Tapi lalu mereka mengancam, dengan serius, akan mengambil Awan dariku. Anakku. Satu-satunya berkah dari perkawinan dari neraka yang sempat kujalani. “He doesn’t deserve to have loser like you to be his mom…” kata-kata itu keluar dari mulut Lissa. Orang yang sama yang melempar Rey mantan suamiku dengan telepon genggamnya, yang mengancam akan membunuhnya apabila Rey pernah sedikit saja mencoba untuk mendekatiku lagi.
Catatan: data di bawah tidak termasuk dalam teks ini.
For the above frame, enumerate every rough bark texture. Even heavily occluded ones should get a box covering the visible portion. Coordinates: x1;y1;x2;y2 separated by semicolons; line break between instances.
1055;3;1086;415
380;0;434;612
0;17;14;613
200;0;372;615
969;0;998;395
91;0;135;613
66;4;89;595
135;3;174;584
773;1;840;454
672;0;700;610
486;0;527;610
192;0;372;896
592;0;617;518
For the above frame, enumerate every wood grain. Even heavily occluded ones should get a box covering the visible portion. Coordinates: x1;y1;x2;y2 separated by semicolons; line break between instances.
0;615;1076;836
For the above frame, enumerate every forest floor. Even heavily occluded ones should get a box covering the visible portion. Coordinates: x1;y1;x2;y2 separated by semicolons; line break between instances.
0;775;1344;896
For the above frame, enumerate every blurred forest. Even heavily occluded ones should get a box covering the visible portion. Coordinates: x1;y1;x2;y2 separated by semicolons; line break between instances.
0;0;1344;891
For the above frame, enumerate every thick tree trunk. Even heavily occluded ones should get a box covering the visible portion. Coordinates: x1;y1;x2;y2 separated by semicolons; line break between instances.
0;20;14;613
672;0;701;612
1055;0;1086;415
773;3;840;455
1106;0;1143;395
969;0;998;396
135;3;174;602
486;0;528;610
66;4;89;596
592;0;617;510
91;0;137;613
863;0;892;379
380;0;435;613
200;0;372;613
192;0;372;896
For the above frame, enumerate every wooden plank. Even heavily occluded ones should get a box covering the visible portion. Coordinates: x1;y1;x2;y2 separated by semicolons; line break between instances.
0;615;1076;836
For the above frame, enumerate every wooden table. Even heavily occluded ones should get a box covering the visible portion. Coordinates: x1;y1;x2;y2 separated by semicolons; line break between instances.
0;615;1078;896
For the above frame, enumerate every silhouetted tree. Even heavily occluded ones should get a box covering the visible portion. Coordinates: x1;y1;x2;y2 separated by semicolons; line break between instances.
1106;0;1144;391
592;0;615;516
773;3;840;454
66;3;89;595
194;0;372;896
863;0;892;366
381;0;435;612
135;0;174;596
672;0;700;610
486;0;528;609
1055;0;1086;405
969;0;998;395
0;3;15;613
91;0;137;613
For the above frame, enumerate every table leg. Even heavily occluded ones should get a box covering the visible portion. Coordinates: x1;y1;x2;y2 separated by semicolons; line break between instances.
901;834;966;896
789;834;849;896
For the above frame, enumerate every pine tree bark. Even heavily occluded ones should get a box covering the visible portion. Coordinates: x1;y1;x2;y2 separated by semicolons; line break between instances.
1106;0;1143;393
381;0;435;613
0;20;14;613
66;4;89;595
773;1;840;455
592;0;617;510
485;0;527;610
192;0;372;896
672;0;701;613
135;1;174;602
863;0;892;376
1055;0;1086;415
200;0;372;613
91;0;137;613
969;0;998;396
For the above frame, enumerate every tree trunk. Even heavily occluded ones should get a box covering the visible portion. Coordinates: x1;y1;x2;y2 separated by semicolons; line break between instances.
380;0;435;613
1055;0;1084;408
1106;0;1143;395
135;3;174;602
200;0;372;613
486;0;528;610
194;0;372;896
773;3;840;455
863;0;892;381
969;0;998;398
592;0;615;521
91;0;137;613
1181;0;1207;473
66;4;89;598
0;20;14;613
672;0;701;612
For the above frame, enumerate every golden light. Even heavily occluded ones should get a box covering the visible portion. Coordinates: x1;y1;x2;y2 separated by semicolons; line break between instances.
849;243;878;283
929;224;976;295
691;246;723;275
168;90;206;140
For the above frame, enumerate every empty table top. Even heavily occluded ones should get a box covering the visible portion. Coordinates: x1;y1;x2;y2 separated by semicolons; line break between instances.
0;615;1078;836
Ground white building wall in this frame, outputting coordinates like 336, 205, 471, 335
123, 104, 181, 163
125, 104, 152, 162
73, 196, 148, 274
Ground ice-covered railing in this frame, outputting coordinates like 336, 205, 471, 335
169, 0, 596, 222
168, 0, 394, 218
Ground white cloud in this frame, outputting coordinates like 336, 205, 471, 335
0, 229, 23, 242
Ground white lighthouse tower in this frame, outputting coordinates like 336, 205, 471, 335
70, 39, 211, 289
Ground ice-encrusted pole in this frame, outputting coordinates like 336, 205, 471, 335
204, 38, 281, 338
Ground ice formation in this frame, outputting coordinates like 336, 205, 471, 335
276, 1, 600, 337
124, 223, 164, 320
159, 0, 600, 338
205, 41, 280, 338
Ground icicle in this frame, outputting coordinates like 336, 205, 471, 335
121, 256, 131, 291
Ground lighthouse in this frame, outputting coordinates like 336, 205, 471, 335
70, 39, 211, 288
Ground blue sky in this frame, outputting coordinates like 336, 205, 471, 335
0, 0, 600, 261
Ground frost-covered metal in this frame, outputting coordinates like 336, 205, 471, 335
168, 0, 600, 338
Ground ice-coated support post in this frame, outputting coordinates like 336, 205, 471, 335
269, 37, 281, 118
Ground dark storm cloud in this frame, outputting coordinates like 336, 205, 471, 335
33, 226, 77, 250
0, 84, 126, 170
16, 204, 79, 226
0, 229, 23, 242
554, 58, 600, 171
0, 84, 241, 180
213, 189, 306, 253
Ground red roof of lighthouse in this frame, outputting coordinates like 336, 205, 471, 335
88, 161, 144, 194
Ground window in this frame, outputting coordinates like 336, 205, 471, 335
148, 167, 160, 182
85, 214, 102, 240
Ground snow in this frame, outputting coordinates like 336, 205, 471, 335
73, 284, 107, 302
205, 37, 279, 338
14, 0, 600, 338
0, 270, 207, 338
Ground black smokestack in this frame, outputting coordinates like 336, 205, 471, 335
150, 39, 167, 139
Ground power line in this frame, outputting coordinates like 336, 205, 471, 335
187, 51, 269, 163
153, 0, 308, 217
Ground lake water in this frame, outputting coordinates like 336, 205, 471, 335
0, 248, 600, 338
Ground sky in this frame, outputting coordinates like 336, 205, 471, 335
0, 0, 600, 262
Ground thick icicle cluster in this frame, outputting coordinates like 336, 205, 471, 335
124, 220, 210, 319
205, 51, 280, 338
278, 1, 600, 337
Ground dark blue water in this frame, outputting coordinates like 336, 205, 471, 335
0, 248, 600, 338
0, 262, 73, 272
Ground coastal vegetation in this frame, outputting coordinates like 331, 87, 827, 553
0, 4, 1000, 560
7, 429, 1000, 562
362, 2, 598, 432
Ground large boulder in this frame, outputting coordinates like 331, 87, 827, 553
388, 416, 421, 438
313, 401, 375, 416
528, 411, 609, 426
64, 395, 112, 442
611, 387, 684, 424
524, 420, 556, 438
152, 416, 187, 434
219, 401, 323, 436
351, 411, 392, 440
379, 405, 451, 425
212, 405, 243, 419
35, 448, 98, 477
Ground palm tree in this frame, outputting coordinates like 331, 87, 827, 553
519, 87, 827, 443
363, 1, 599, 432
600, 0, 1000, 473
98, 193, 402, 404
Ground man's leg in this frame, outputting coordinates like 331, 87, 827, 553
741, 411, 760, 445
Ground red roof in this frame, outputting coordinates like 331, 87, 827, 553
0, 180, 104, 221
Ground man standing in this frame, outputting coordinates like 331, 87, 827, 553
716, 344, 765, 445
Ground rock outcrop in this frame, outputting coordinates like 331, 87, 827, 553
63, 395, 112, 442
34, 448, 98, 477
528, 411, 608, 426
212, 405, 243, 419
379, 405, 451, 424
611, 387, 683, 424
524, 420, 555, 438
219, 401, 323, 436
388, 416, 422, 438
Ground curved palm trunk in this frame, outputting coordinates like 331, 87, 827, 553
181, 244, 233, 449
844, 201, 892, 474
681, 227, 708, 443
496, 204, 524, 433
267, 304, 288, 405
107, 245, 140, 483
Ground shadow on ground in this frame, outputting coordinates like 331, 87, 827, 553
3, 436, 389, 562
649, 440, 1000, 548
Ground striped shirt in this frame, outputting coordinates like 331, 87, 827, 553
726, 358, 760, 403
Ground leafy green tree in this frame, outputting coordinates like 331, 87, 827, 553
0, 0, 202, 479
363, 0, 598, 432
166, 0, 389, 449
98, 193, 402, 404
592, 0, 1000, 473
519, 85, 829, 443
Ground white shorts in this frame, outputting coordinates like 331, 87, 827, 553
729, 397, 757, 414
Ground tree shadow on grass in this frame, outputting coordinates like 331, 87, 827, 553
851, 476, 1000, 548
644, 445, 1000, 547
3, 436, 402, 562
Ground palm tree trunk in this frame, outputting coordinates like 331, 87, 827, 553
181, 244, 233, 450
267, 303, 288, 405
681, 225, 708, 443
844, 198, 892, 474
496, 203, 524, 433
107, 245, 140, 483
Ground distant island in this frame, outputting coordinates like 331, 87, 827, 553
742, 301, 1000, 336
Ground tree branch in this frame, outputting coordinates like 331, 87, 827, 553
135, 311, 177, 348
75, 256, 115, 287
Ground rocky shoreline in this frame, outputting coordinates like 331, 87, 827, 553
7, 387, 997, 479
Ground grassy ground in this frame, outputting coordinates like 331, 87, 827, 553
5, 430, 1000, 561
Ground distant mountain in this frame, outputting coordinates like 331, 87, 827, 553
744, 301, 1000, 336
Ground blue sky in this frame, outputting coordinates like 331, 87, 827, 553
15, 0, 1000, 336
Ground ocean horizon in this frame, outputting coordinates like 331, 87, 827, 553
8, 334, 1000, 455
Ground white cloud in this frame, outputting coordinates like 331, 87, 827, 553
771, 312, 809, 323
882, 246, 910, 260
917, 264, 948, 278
Dan saat itu dengan terpaksa, dengan tertatih-tatih aku bangkit. Awalnya hanya agar Awan tetap bersamaku, hanya agar bisa menjadi Ibu yang layak, tapi lalu aku mulai melakukannya untuk diriku sendiri. Karena ternyata hidupku belum berakhir. Karena ternyata aku masih punya kesempatan kedua, yang diberikan, atau lebih tepatnya dijejalkan para sahabatku tepat di mukaku. Dan ternyata semua sakit dan kegilaan yang pernah aku lewati, membuatku punya segudang hal untuk ditulis. Dan di sinilah aku sekarang. Di sinilah kami sekarang. 12 tahun setelah hari di kantin kosong itu, selalu tanggal yang sama. 12 September, dan juga seminggu setelahnya.

Kami berempat, dengan ribuan kenangan di belakang kami, pahit, manis, buruk, indah. Semuanya milik kami. Untuk kami buka sewaktu-waktu, saat kami merasa membutuhkannya. Saat kami merasa apa yang ada di depan kami terlalu berat, saat kami butuh semangat. Karena walau kini kami tak lagi tinggal di kota yang sama, bahkan negara yang sama, setiap tahun, di tanggal yang sama kami akan selalu ada di sini.

Tempat yang 7 tahun lalu kami pilih karena film Mamamia menampilkannya. Yang lalu menjadi tempatku tinggal sejak saat itu. Sebagai penjaga gawang, menanti mereka datang. Memenuhi janji yang harus selalu kami tepati, sampai kami mati.

Di Kastani Beach, kepulauan Skopelos, Yunani.